Shaping the structure and properties of titanium and Ti6Al7Nb titanium alloy in low-temperature plasma nitriding processes

Abstract

Plasma nitriding of titanium Grade 2 and Ti6Al7Nb titanium alloy at 730 °C was used to produce nitrided surface layers with an outer zone consisting of nanocrystalline titanium nitride - TiN, and a Ti2N zone right above the αTi(N) diffusion area. The paper presents a comparison of structure (TEM, SEM), phase composition (XRD, SAED) surface topography (AFM, optical profilometer), corrosion (potentiodynamic method), tribological properties (‘ball-on-disc’), and adhesion (scratch-test) of TiN + Ti2N + αTi(N) type nitrided surface layers produced on Grade 2 titanium and Ti6Al7Nb titanium alloy using conventional glow-discharge nitriding (so called glow discharge nitriding at the cathode potential) and with the use of an ‘active screen’ (glow discharge nitriding at plasma potential).
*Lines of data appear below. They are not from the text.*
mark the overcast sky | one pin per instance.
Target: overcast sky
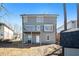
(16, 9)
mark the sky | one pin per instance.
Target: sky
(16, 9)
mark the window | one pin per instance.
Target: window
(48, 27)
(39, 19)
(29, 27)
(29, 37)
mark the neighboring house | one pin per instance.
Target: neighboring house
(6, 32)
(70, 25)
(39, 28)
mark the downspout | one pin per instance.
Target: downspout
(65, 22)
(77, 15)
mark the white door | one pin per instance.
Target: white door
(37, 39)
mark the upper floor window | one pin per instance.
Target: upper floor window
(48, 27)
(39, 19)
(38, 28)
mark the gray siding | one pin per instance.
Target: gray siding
(47, 19)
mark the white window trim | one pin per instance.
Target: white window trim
(39, 19)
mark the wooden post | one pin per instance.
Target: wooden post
(65, 23)
(77, 15)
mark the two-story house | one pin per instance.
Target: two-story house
(39, 28)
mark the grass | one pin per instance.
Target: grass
(17, 49)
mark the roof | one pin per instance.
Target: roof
(39, 15)
(6, 26)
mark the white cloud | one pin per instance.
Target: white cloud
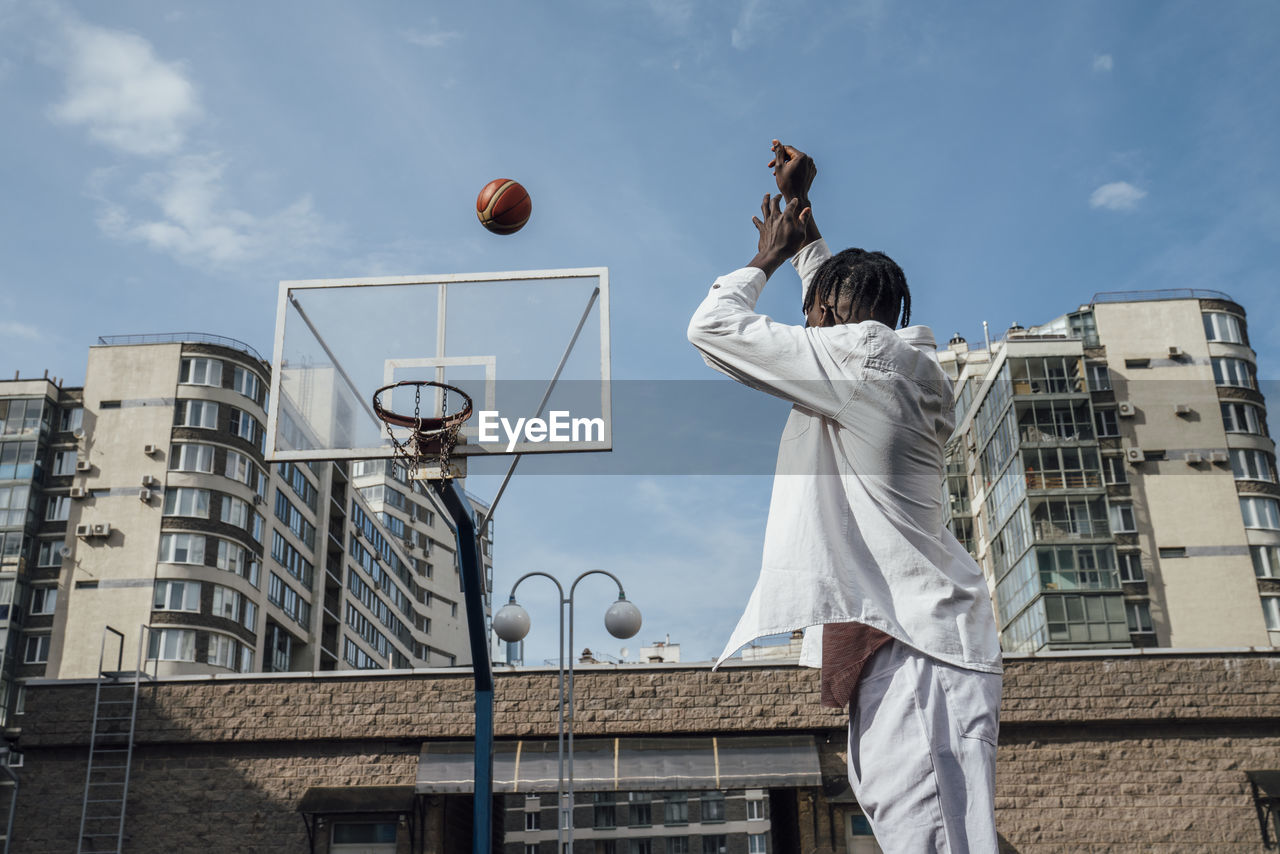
(433, 37)
(123, 94)
(757, 16)
(1119, 195)
(199, 225)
A reduction of cathodic sputtering in the plasma potential process made it possible to produce surface layers maintaining a high smoothness of the titanium surfaces. Due to the low surface roughness and the high compressive residual stress of the sample after nitriding at plasma potential, ‘ball-on-disc’ test results showed the lowest coefficient of friction and the lowest penetration depth for this layer and very good adhesion of the layer to the substrate – i.e. Ti6Al7Nb titanium alloy. Nitriding of titanium alloy at cathode potential increased the corrosion potential value and slightly decreased corrosion current density. The corrosion current density of the sample nitrided at plasma potential was similar to initial state Ti6Al7Nb titanium alloy. The nitriding process type (cathode potential or plasma potential) used to produce TiN + Ti2N + αTi(N) surface layers on Ti6Al7Nb titanium alloy has an influence on the microstructure of the layer, its residual stress, in particular its TiN outer titanium nitride zone, its thickness, and on its properties such as wear and corrosion resistance.